The capacity of a WWTF is generally proportional to the mass of mixed liquor suspended solids that can be carried within the system. The settleability of these solids is a critical parameter as it can significantly affect the footprint necessary to support the process. Implementing bacterial selection processes through WWTF design and process controls can change the structure and function of the microbial communities to provide a densified mixed liquor, as can be found at the Cashmere and Peshastin WWTFs. Insights into these two WWTFs may be useful to other plants needing to increase treatment capacity relative to plant footprint while achieving biological nutrient removal.
4:30pm - 5:15pm
Advanced Aeration Control with Densification Achieves BNR Intensification: A Full-scale Demonstration of the Ntensify Process
Brown and Caldwell, United States of America;
Driven by stringent new nutrient standards and increasing costs of nutrient removal, utilities in the Pacific Northwest must look towards innovative approaches to solve the issue. Advanced aeration controls like ammonia vs NOx (AvN) or ammonia-based aeration control, lower the aeration energy while promoting a more carbon-efficient nitrogen removal via simultaneous nitrification and denitrification (SND). Low dissolved oxygen (DO) maintained by advanced aeration control is the key to aeration savings and SND but often leads to poor settling sludge. The Ntensify approach combines low DO operation with hydrocyclone based wasting to achieve continuous flow aerobic granulation and enhanced nutrient removal. This presentation will describe the results from the full-scale Ntensify installation at the James R. Dolorio Water Reclamation Facility (JRD WRF) in Pueblo, Colorado.

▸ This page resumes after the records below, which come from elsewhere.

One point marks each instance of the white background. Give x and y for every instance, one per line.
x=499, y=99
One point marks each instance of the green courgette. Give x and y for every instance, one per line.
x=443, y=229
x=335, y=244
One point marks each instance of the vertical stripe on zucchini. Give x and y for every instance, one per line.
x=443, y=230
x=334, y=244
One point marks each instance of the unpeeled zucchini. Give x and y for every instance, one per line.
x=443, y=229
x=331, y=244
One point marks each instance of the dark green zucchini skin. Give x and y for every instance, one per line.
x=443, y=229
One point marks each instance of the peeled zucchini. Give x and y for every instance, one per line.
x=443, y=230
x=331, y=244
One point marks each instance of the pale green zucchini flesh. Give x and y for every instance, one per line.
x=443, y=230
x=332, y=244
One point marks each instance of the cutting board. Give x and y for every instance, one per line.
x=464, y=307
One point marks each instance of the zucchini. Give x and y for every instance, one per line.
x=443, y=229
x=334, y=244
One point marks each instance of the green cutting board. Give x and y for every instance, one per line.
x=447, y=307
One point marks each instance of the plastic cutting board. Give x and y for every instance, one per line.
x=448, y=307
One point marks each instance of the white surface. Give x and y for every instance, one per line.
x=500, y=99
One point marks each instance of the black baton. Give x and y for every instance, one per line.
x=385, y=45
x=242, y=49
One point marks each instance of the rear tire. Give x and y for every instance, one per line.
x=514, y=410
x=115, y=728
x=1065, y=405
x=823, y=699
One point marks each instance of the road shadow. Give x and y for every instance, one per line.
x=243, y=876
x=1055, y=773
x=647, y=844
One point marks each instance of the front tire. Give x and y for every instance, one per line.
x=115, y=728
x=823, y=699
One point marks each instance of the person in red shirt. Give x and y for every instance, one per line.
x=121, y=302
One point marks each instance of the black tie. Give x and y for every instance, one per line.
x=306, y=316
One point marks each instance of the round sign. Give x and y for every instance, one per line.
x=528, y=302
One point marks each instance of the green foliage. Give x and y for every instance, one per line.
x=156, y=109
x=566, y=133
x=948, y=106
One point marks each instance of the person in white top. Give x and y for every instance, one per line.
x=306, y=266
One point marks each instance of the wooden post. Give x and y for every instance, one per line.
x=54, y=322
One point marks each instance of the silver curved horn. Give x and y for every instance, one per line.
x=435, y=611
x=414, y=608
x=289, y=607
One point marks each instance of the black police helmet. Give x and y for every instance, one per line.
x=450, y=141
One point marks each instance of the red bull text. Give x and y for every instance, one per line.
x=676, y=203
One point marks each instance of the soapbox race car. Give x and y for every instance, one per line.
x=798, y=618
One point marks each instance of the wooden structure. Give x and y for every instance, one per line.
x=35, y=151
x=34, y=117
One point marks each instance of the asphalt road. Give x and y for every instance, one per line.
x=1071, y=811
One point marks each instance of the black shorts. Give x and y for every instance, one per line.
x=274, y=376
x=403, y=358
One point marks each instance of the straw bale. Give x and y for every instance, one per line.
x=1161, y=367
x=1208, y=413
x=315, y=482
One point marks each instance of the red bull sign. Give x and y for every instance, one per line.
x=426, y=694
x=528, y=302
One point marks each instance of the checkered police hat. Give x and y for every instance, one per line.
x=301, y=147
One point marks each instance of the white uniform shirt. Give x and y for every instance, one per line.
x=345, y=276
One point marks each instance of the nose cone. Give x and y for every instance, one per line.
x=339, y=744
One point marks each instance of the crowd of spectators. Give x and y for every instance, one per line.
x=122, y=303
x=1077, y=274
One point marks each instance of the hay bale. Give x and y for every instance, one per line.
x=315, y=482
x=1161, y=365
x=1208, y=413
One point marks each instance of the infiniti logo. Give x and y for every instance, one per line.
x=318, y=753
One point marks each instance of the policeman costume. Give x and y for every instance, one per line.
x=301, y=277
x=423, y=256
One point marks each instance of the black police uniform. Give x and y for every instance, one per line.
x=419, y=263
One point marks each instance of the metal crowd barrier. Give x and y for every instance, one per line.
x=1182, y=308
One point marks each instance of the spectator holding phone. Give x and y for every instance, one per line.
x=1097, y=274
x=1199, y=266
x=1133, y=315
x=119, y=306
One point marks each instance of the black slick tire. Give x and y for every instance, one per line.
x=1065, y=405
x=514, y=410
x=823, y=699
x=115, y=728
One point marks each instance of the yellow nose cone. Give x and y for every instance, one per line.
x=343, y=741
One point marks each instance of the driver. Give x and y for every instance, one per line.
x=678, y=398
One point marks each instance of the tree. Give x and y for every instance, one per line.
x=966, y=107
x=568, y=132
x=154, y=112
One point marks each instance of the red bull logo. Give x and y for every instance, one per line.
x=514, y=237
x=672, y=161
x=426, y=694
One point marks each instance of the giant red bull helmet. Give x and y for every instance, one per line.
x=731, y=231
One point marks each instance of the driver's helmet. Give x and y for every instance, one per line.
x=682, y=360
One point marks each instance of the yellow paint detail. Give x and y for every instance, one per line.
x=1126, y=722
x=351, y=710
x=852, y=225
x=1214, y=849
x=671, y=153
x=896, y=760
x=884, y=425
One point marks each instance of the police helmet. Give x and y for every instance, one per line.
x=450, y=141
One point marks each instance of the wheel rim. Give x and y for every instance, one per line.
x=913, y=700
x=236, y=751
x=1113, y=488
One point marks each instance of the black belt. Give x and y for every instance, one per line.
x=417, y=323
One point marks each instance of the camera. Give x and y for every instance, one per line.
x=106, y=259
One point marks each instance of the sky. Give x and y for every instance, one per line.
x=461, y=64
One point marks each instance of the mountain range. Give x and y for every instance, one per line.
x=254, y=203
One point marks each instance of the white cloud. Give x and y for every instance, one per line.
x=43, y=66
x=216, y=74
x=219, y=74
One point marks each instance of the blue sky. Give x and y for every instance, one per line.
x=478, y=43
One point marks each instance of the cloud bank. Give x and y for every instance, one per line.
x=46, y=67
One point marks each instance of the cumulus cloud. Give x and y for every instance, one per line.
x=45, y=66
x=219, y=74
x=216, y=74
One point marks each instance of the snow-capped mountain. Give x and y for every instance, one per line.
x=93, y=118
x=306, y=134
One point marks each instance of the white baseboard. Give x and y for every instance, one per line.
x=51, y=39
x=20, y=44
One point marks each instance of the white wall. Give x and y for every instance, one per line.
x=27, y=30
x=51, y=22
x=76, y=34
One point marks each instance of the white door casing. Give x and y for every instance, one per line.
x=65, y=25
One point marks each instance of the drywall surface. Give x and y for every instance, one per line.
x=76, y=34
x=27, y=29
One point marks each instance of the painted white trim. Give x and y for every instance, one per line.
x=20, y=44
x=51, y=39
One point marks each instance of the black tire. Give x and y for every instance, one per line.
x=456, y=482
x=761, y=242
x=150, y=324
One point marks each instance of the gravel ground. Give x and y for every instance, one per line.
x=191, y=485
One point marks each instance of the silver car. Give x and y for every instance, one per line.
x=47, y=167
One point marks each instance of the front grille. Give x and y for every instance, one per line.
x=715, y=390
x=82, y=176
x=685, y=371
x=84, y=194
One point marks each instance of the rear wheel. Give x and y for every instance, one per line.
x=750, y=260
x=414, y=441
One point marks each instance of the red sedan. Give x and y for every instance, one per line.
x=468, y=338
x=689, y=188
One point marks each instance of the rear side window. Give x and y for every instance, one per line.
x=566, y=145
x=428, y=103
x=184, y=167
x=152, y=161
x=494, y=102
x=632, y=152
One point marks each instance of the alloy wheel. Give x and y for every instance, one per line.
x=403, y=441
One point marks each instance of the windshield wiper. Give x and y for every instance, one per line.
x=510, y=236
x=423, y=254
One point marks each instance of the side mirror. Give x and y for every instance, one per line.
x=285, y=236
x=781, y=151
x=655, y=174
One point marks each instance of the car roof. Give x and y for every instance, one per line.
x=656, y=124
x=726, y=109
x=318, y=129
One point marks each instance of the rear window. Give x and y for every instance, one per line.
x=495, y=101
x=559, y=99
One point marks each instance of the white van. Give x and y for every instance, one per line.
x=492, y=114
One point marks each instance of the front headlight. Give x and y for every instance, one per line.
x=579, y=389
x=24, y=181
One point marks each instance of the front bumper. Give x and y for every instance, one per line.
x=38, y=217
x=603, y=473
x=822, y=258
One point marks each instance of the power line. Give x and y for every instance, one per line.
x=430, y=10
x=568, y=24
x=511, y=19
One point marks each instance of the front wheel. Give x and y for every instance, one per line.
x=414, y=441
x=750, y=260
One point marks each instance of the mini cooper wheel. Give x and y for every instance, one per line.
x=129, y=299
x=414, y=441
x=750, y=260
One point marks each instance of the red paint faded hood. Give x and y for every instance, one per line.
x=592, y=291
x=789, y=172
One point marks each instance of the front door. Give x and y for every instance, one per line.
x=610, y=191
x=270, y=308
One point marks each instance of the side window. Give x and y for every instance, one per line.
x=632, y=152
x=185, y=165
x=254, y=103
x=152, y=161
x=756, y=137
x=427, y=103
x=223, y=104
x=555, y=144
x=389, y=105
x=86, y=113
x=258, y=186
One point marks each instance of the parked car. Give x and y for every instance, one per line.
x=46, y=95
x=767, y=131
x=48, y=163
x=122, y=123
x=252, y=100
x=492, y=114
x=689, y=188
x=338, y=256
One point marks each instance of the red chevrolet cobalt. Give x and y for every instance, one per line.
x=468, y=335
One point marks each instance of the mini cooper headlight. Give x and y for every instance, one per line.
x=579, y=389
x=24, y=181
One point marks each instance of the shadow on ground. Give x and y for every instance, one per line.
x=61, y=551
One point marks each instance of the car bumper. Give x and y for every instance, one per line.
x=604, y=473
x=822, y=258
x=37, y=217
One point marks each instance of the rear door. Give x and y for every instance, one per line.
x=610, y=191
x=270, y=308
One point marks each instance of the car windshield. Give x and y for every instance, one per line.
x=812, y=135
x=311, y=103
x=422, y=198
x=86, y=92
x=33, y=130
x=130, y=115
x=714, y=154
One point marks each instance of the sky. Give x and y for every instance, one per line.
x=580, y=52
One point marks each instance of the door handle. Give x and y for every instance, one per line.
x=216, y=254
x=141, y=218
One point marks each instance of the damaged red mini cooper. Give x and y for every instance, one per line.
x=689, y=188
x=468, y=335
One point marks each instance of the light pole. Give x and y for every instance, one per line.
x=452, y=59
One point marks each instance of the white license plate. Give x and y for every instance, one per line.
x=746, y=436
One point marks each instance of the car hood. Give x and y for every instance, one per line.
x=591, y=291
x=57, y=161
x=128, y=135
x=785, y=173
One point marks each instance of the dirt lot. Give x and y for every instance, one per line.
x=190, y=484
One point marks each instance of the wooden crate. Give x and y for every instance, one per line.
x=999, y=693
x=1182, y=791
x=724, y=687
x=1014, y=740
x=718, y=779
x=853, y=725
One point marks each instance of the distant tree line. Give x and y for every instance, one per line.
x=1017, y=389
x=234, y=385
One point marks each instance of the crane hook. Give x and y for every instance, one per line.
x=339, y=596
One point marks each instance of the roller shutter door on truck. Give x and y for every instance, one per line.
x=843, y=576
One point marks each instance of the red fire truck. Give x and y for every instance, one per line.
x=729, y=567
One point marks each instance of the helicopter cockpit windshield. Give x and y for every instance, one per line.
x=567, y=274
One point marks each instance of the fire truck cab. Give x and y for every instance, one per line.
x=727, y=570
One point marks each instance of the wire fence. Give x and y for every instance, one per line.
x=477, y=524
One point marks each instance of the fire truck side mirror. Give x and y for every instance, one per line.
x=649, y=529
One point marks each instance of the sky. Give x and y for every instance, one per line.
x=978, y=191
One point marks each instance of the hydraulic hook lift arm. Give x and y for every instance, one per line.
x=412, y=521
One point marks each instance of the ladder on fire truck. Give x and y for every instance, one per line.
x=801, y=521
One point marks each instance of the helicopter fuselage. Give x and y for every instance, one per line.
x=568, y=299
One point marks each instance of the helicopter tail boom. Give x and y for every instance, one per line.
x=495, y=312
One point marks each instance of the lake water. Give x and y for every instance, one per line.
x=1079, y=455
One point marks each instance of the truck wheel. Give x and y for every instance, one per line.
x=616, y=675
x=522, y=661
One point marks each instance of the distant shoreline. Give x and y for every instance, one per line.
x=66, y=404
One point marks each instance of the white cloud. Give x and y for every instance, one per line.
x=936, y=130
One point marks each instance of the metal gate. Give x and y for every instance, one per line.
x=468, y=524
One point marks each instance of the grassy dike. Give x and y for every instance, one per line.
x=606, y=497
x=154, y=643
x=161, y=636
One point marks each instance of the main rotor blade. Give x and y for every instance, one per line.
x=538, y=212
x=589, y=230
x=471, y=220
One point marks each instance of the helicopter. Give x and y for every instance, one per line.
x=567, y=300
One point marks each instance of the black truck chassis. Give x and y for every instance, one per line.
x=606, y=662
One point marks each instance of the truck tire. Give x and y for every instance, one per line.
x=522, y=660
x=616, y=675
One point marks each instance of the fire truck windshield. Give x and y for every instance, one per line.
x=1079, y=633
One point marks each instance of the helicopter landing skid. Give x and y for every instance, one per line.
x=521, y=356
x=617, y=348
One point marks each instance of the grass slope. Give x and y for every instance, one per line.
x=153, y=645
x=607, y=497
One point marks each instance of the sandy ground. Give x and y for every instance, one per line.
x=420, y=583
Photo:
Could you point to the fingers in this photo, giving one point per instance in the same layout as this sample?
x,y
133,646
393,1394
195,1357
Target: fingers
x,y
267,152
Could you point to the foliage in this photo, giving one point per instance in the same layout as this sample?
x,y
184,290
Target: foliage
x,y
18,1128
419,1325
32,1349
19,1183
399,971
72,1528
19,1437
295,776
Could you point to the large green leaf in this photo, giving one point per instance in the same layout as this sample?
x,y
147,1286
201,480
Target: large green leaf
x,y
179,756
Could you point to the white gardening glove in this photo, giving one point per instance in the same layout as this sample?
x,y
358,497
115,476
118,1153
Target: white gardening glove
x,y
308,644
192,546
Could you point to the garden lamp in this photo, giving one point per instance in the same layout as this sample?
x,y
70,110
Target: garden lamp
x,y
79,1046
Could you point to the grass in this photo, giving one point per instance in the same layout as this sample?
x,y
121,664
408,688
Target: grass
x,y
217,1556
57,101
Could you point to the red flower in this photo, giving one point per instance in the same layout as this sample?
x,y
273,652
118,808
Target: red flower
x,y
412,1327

The JRD WRF is a 19 mgd biological nutrient removal (BNR) facility that operates a Johannesburg process. The recently upgraded facility includes hydrocyclones that feed a portion of the RAS to target lighter organism waste in the mixed liquor. Upgrades implemented AvN control, allowing DO setpoints to fluctuate between 0.2 – 2 mg/L while maintaining equal effluent ammonia and NOx concentrations.
Improvement results showed that hydrocyclone-based wasting helped improve settling characteristics [sludge volume index (SVI) < 100 mL/g values ranging from 130 to 300 mL/g before implementation] within weeks of operation. Phosphorus accumulating organisms (PAO) and nitrifiers are preferentially retained in dense flocs and granules, while lighter heterotrophic and filament-type organisms are preferentially wasted. The hybrid floc-granules combination at Pueblo achieved excellent effluent turbidity (effluent TSS < 6 mg/L, turbidity < 2 NTU). AvN control resulted in low DO conditions (< 0.4 mg/L) that reduced air demands by 50% while supporting excellent nitrogen [effluent total inorganic nitrogen < 11 mg/L] and total phosphorus (TP) removal (effluent TP < 1 mg/L)] at low influent carbon conditions (primary effluent COD/N <6) without supplemental chemicals.